Mental Illness Doesn’t Make You Special by Freddie Deboer

Mental Illness Doesn’t Make You Special by Freddie Deboer

Before I get to the link and excerpts to the essay by Deboer, which are below, I wanted to say this:

I had clinical depression for around 35 or more years (I was diagnosed by one psychiatrist, and it was verified by more psychiatrists as I got older and moved from state to state), I still have an anxiety disorder, and I used to have social anxiety disorder, so I know what it’s like to deal with mental health issues. I had to deal with these issues largely all by myself for years.

I also know that most people who’ve never had depression, anxiety, or any other type of emotional or mental health conditions are clueless about it, and they tend to be insensitive about it, or make insensitive comments and suggestions.

But in the last few years, I have seen people – usually people in their teens or 20s, and some of the adult, far left mental health professionals – almost act as though having depression (or whatever mental health condition) makes them unique little snowflakes and deserving of lots of attention and pity.

This attitude and behavior makes me want to barf.

I used to have a friend named Mary (not her real name) who I met online (who I now suspect is borderline – borderline personality disorder), and while I briefly mentioned to her early a time or two in in our friendship that I had depression for years, I never made a big fuss out of it, nor did I tell her for years that I also had suicidal ideation.

(I mentioned having depression to her a time or two after Mary began sharing with me that she had mental health issues.)

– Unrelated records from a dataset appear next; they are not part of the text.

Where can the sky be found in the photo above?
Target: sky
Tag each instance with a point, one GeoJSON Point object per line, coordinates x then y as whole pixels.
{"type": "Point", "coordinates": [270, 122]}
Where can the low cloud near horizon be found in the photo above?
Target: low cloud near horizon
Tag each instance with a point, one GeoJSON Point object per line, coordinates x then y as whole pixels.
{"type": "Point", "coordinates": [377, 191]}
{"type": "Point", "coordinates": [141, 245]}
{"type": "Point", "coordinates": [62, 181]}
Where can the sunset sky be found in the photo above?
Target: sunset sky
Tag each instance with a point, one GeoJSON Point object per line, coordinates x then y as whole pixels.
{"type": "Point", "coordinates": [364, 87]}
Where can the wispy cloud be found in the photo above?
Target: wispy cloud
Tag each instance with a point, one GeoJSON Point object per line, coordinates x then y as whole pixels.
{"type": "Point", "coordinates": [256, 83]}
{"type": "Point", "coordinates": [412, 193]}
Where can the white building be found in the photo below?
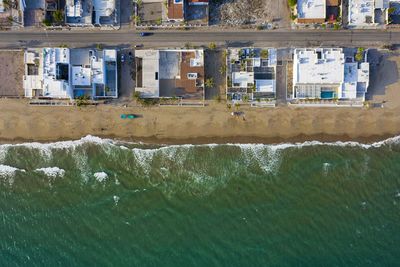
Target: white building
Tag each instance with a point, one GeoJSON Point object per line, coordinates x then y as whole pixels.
{"type": "Point", "coordinates": [252, 73]}
{"type": "Point", "coordinates": [311, 11]}
{"type": "Point", "coordinates": [2, 8]}
{"type": "Point", "coordinates": [327, 73]}
{"type": "Point", "coordinates": [368, 12]}
{"type": "Point", "coordinates": [170, 73]}
{"type": "Point", "coordinates": [89, 13]}
{"type": "Point", "coordinates": [67, 74]}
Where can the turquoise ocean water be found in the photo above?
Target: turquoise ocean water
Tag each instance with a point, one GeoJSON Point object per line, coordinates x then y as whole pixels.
{"type": "Point", "coordinates": [97, 202]}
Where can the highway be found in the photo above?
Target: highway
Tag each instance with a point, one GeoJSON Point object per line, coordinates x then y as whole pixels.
{"type": "Point", "coordinates": [167, 38]}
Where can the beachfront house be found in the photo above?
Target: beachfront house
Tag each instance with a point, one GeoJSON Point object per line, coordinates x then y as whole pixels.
{"type": "Point", "coordinates": [251, 74]}
{"type": "Point", "coordinates": [91, 13]}
{"type": "Point", "coordinates": [175, 10]}
{"type": "Point", "coordinates": [70, 73]}
{"type": "Point", "coordinates": [330, 74]}
{"type": "Point", "coordinates": [365, 13]}
{"type": "Point", "coordinates": [170, 74]}
{"type": "Point", "coordinates": [311, 11]}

It was not something I was proud of.

I spent years researching depression and how to get rid of it. I also read up on tips on how to get rid of anxiety. I did not like having either condition. I did not use either as pity ploys or to get attention from others.

But this suspected BPD friend of mine, Mary – who was a drama queen – often would come on to our forum where we participated to complain about how life was so unfair, and she was going to kill herself.

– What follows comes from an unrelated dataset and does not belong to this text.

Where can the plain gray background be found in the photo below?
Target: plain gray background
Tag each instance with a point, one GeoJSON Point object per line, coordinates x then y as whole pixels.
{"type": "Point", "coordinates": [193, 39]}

I took her suicide threats seriously for many years – until around the 6th or 7th year of this. It was then that my intuition was telling me she was using such threats as attention-getters, as pity ploys.

It became a predictable pattern with her: about once every 8 to 9 months, she’d storm on to the forum complaining about how life was so terribly unfair, and how she was going to go kill herself.

So after several years of this, I stopped addressing Mary’s posts where she threatened suicide. Once I stopped doing that, she would come to the forum later, behave sheepishly, and admit she was being a drama queen and just wanted attention.

I do see more and more people in the past few years wearing their mental health problems like some kind of strange badge of honor.

They feel that having a mental health problem makes them “special,” “unique,” and they want attention and sympathy for it – this is never how I approached having anxiety and depression, so I find this very foreign, weird, and off-putting.

Unlike today’s mental health sufferers, I didn’t get a sense of identity or purpose from having depression or anxiety, either, nor did I want to, because that is not a healthy thing to do.

I also didn’t go around frequently, loudly, broadcasting all the time that I had depression and anxiety. When I did discuss it (online), it was under a pseudonym.

I have grown to dislike the word “neuro-divergent” that these people who act like fragile, attention-seeking snowflakes have developed. One can no longer just say that she “has depression” but one now is expected to say that she is “neuro divergent” or “not neuro typical.” It is to barf.

I’ve met people over my life, whether they have clinical depression, a personality disorder – whatever it may be – and some of them absolutely use their mental health problems (which may be accompanied by a personality disorder) to as a way to get attention and compassion from others.

It’s almost as though they don’t really want to be healed, be cured, and move on – no, they take a perverse sense of comfort in having whatever mental health problem, and they may even use it as an excuse about why they supposedly cannot get up and move on in life.

I’ve written posts on this topic before, so I won’t go into detail here, but during the years I had clinical depression and was very codependent (a people pleaser and a good listener),
I kept attracting other clinically depressed (or other types of troubled) people to me, and while I was there for these people, offering them months to years of emotional support, most of them offered me little to none in return. I’ve since learned to detach from such troubled people, which I’ve written of before in other posts.

(Link): Mental Illness Doesn’t Make You Special

Excerpts:

Why do neurodiversity activists claim suffering is beautiful?
BY FREDDIE DEBOER
April 29, 2022

Marianne Eloise wants the world to know that she does not “have a regular brain at all”. That’s her declaration, on the very first page of her new memoir, Obsessive, Intrusive, Magical Thinking.

The book catalogues her experience of a dizzying variety of psychiatric conditions: OCD, anxiety, autism, ADHD, alcohol abuse, seasonal affective disorder, an eating disorder, night terrors, depression.

By her own telling, Eloise has suffered a great deal from these ailments; I believe her, and wish better for her.

But she would prefer we not think of them as ailments at all. And that combination of self-pity and self-aggrandisement is emblematic of our contemporary understanding of mental health.